Race 8, for horses rated 80 to 60 and carded for 1,200 meters, brings out a product of intense trainer experimentation, a horse named Stock Legend. Francis Lui Kin-wai, a graduate of the Hong Kong apprentice jockeys’ school in the early 1970s and a licensed trainer since 1996, trains the best horse in Hong Kong and one of the top-rated horses in the world, Golden Sixty, but he might never have put more tinkering into a racehorse than he has with Stock Legend.

Four-year-old Stock Legend came to Hong Kong from Australia an unraced horse. During the 2019-20 Hong Kong season, his first racing, he made nine starts, all at the Class 4 level, and lost them all. Stock Legend started that campaign racing in blinkers, Lui adding a hood for five starts before taking it off again, having seen no real performance boost in his horse. Check out the equipment moves Lui has made with Stock Legend during the 2020-21 season: blinkers off, visor on, visor off, hood back on, first-time tongue tie.

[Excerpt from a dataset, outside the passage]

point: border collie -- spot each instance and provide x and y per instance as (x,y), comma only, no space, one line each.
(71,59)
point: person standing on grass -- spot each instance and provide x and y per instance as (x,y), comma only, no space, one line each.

Maybe all the experimentation has unlocked Stock Legend’s potential, and maybe he was just meant to get better with age, but for whatever reason, Stock Legend has won three of his last four starts, lugging 133 pounds to victory March 10 in a Class 4 at Happy Valley and finally graduating to the Class 3 level Wednesday night. He drew post 9, carries 122 pounds, and makes another change here, going from jockey Joao Moreira to Karis Teetan.

Moreira, Hong Kong’s leading rider, pops up here on a horse Teetan rode in his last two starts, Soaring Tower. Soaring Tower has made only three career starts, all in Hong Kong, and looked good in his first two, finishing second and first in a pair of Class 4 handicaps at Sha Tin. He was favored stepping up to Class 3 competition Jan. 1 at Sha Tin but bombed, coming home last of 14, a circumstance that always will result in a stewards’ inquiry into poor performance. Teetan reported that his mount came off the bit mid-race and essentially declined to produce an effort. To race again, Soaring Tower has had to pass a veterinary exam and satisfactorily participate in a barrier trial, or training race. Soaring Tower did so on Feb. 23, finishing first in his practice heat while ridden for the first time by Moreira.

Jockey change, first time racing at Happy Valley – just two changes for Soaring Tower, far fewer than Stock Legend has experienced.